Hoje, graças a condições contextuais favoráveis e a
uma melhor pilotagem dos instrumentos da acção governativa, a população
sente-se mais feliz. Quando para a maioria das pessoas a economia “marcha”,
tudo parece ir pelo melhor dos mundos.
Isto, apesar de sabermos que, embora formalmente
democrático, o Estado português tem vindo a ficar cada vez mais prisioneiro dos
partidos, dos lóbis, das corporações profissionais, de alguns sindicatos e dos
negócios público-privados, os quais, captando recursos para os seus próprios
fins e para os mais habilidosos dos seus membros, se neutralizam mutuamente
dando um ar de confortável estabilidade a todo o “sistema”. Porém cremos que em
desfavor do interesse comum e do povo, ao qual só restam os efeitos do
crescimento económico, o entretenimento proporcionado pelos fenómenos
mediáticos e alguma percepção das realidades que o jogo concorrencial dos
órgãos noticiosos permite destilar para os cidadãos. Existirão também os jogos
interpessoais das sociedades secretas e a acção dos agentes de espionagens
diversas (sem esquecer a investigação criminal), mas sobre isto, como no
passado, nada se pode afirmar, apenas conjecturar, estar alerta contra os
boatos ou a especulação e vir a conhecer alguma coisa vários anos passados: por
exemplo, sobre a (in)existência de armas de destruição maciça que justificou a
invasão do Iraque em 2003 ou os alegados ilícitos de José Sócrates durante o seu
mandato. (Em todo o caso, pelo dia que hoje passa: viva a República!)

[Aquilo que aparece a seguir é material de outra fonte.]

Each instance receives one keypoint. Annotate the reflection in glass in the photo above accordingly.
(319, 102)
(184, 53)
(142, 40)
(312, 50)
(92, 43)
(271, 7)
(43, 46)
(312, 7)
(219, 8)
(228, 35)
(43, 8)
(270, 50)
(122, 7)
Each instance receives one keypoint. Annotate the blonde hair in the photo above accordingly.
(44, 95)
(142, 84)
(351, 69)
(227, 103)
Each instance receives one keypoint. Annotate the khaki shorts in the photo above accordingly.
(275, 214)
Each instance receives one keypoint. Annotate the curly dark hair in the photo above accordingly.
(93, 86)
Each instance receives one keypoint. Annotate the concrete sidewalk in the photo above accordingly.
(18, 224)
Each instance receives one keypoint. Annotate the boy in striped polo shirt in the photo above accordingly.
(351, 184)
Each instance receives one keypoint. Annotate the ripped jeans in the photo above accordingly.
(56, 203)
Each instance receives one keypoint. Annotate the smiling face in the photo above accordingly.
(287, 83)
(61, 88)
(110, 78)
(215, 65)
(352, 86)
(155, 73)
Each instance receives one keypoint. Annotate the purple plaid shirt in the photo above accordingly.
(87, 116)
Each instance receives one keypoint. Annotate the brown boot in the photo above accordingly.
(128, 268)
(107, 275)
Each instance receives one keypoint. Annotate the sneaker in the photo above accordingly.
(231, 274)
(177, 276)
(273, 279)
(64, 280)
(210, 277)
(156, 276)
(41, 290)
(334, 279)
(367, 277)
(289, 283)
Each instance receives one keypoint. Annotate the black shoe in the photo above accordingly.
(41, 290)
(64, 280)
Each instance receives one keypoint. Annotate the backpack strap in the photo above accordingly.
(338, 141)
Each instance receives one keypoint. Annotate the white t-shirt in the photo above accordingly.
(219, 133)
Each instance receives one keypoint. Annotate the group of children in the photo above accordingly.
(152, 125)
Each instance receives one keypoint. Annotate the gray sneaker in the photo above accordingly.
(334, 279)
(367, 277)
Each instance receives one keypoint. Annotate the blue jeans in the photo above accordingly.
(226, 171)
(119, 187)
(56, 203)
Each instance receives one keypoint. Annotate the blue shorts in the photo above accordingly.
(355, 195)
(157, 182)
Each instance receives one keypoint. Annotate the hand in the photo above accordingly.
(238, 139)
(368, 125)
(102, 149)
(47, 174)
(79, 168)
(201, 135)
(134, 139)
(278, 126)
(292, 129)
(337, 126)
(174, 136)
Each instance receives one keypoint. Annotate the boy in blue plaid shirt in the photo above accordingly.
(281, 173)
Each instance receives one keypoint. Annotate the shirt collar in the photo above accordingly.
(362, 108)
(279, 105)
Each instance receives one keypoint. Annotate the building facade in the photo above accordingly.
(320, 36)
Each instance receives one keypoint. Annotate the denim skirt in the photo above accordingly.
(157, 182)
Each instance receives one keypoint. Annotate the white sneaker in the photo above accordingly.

Uma palavra também sobre a Europa, face ao independentismo
da Catalunha e perante as eleições alemãs, em fundo de Brexit (que se mantém como problema bicudo de resolver).
A votação para o Bundestag
do passado dia 24 deu os resultados esperados, com a continuação da chanceler
Merkel e o apoio que ela for capaz de negociar nas próximas semanas. O partido
de extrema-direita AfD (que reúne euro-cépticos, receosos da invasão islâmica e
neo-nazis) entrou de rompante no parlamento de Berlim com uma minoria que vai
fazer barulho e obstrução mas não deverá conseguir alterar o sentido das
políticas do país. E o magro resultado do SPD mostra a desorientação em que se
encontra a outrora poderosa social-democracia europeia.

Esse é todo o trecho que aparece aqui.